More about Kimberton Hills:
Camphill Village Kimberton Hils, founded in 1972, is part of the international Camphill Movement that pioneered community life as a healthy alternative to institutionalization or isolated existences for youth and adults with developmental disabilities. On the donated 432 acres, 250 are agriculturally eased and 80% are dedicated to open space. The mission at Kimberton Hills is to encourage individuals, especially those with special needs, to discover and fulfill their developmental and creative potential within an agricultural and handcrafting community. In valuing persons of all abilities, Kimberton Hills seeks to foster a living and working environment that is sustainable, productive and beautiful. Residents and volunteers uniquely contribute to the community through meaningful vocations such as gardening, dairy farming, and working in the café, bakery and craft workshops.
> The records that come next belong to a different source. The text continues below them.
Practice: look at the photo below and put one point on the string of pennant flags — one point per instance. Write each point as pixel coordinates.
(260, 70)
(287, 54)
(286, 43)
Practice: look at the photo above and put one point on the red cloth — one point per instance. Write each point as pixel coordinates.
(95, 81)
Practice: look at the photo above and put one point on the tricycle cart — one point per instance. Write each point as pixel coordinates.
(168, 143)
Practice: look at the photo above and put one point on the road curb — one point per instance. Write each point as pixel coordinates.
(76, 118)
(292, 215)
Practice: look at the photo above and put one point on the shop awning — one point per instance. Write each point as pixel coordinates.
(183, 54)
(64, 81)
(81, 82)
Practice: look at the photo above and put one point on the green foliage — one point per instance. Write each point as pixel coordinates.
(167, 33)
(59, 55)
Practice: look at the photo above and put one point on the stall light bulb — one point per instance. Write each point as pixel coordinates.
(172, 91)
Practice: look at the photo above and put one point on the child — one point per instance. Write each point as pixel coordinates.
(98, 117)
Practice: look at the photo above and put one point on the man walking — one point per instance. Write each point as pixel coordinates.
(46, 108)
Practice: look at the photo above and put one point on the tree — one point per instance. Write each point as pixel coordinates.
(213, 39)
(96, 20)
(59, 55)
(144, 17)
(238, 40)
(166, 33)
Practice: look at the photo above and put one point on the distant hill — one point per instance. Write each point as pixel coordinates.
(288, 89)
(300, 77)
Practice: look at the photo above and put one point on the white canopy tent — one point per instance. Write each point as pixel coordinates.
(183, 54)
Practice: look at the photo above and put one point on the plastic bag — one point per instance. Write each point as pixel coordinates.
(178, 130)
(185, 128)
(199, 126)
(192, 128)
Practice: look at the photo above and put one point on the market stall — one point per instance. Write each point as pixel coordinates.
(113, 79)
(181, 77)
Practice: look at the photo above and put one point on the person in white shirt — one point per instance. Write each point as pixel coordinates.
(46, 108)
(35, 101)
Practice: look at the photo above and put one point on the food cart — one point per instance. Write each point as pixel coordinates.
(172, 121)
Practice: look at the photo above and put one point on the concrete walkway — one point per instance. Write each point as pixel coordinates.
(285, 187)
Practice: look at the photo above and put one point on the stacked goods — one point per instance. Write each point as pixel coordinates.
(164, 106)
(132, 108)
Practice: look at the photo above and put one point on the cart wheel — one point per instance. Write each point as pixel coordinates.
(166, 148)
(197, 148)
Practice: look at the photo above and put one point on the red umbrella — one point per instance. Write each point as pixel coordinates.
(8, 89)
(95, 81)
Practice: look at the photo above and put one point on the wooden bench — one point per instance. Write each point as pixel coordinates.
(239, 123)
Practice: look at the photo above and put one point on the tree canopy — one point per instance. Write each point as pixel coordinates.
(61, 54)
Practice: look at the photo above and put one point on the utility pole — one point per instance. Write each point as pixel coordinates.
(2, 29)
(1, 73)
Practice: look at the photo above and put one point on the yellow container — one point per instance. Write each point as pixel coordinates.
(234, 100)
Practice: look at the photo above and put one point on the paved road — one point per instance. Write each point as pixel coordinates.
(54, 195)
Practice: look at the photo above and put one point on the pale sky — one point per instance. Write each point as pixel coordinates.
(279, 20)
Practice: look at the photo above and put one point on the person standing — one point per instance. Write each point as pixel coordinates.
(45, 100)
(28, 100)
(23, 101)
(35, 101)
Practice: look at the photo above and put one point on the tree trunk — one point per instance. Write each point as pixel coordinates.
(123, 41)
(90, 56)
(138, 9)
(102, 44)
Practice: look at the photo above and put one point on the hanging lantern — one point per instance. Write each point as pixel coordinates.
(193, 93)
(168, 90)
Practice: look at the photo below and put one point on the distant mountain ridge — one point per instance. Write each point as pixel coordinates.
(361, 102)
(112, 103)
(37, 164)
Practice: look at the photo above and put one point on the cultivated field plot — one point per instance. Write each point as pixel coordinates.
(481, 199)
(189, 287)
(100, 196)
As the community cares for one another, it also nurtures and improves the land by practicing biodynamic and organic agriculture and raising environmental awareness. We have received numerous awards over the years, mostly recently the Chester County Citizens for Climate Protection Gene Wilson and the PA Horticultural Society’s Community Greening Award.
Kimberton Hills is located at 1601 Pughtown Road in Kimberton, PA -- west of Philadelphia, 5 miles from Phoenixville and 10 miles north of the PA 76 turnpike exit. GPS will not get you to the village, but Kimberton Whole Foods in Kimberton will. We will help registrants connect to each other for the option to carpool.